Earlier in February, a construction and building services company implemented the Rapid COVID-19 Antigen Screening Program Policy as part of a pilot program led by the Ontario Ministry of Health (MOH). According to the Policy, all individuals attending specified job sites are required to submit to a Health Canada-approved Rapid COVID-19 Screening Test to gain access to the worksite. Moreover, subcontractors were required to submit their employees to this test. If a subcontractor’s employee refused to submit to the test and was denied access to the workplace, the subcontractor was required to make best efforts to reassign that employee to a different site, and if no such site was available, the refusing employee would be laid off.
In turn, the Local 183 Union filed a grievance against the company and a subcontractor, claiming they had violated the collective agreements by implementing the testing. According to the Union, the Policy was an unreasonable exercise of management rights and an unreasonable company policy or rule. It claimed that when weighed against employee interests, including the right to privacy and bodily integrity, the Policy was not “a reasonably proportionate response to mitigate the risk of COVID-19 transmission in the workplace.” To defend its position, the Union cited drug and alcohol testing cases that concluded that universal random testing for drugs and alcohol was an unreasonable exercise of management rights.

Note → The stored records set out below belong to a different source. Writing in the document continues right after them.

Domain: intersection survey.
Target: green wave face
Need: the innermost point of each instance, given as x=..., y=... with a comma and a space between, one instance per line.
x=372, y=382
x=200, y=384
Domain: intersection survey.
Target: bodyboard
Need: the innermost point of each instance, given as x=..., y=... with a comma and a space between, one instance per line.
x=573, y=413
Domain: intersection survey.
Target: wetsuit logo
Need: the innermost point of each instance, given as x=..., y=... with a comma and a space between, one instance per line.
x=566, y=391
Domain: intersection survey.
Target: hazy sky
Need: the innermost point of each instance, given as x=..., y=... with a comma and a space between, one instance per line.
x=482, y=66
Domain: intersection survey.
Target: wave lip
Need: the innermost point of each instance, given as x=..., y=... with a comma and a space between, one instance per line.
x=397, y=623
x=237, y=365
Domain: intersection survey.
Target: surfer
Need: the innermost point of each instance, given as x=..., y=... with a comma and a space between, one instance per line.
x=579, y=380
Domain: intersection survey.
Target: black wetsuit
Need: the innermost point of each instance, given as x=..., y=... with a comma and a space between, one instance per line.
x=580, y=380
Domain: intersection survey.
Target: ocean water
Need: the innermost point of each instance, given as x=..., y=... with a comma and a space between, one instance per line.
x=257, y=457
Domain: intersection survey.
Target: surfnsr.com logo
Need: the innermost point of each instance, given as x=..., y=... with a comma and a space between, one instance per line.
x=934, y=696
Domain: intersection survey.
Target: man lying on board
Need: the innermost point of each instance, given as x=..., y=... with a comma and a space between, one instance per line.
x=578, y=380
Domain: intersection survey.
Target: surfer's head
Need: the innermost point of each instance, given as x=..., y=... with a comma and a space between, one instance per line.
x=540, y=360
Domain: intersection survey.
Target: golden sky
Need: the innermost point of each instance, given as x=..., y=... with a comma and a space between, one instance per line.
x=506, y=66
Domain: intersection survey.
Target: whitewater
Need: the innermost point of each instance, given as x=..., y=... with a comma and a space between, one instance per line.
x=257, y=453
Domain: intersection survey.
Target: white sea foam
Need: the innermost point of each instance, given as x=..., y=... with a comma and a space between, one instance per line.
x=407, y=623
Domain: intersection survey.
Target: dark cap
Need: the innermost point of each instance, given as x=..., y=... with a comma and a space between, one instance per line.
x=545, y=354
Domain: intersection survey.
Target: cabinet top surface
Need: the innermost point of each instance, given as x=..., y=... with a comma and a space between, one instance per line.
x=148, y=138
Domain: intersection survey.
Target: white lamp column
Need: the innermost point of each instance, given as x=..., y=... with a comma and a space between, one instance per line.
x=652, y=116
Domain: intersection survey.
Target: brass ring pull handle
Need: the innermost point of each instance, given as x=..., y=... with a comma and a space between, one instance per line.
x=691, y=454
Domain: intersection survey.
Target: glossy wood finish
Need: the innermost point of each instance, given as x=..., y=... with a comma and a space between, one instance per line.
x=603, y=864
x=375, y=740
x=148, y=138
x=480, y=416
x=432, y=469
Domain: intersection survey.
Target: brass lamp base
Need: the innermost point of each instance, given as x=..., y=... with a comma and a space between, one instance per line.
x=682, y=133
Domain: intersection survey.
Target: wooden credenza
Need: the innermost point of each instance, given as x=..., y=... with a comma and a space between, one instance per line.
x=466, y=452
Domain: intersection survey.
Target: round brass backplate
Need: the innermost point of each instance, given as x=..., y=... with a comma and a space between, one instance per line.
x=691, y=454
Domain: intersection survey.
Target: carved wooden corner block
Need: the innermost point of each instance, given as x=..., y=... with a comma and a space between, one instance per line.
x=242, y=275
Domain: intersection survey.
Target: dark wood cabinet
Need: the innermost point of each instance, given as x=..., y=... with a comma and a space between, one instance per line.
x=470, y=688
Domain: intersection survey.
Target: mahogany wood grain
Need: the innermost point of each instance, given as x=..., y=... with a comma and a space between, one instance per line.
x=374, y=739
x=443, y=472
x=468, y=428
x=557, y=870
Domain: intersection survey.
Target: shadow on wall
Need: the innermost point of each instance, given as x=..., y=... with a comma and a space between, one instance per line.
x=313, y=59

Consequently, the Arbitrator evaluated the circumstances of the public at large and in the construction industry, maintaining that his assessment of COVID-19 risk and his decision “should not be made in a vacuum.”
As part of the analysis, the Arbitrator noted the following:
· Since COVID-19 can spread through respiratory droplets, and due to the nature of the work, employees could not maintain social distancing.
· The risk of COVID-19 spread was increased by the nature of the construction industry, where employees often moved between job sites.
· There was a tangible risk of COVID-19 spread, while the employer had numerous outbreaks on their sites, in addition to cases of apparent workplace transmission, while two of their sites were partially shut down by Toronto Public Health, and COVID-19 remained a threat to the public at large.
· Measures were taken to protect the privacy and dignity of the individuals tested.
· The screening test was minimally invasive.
· There was no evidence that the mitigation efforts in place had “significantly reduced” transmissions, or that all workers where testing had been performed were working in an “open air” environment.
Furthermore, the Arbitrator pointed out that in a related COVID-19 testing case, the analogy of drug and alcohol testing was rejected since intoxicants are not infectious.
As a result, the Arbitrator ruled that the Policy was reasonable when weighing the intrusiveness of the test against the Policy’s objective of preventing the spread of COVID-19.
Furthermore, according to some legal experts, compulsory rapid COVID-19 testing in the workplace can be considered reasonable if the nature of the workplace is such that the risk of COVID-19 transmission is real, as well as if there is a risk of transmission to the public, and steps are taken to protect the privacy and dignity of those tested.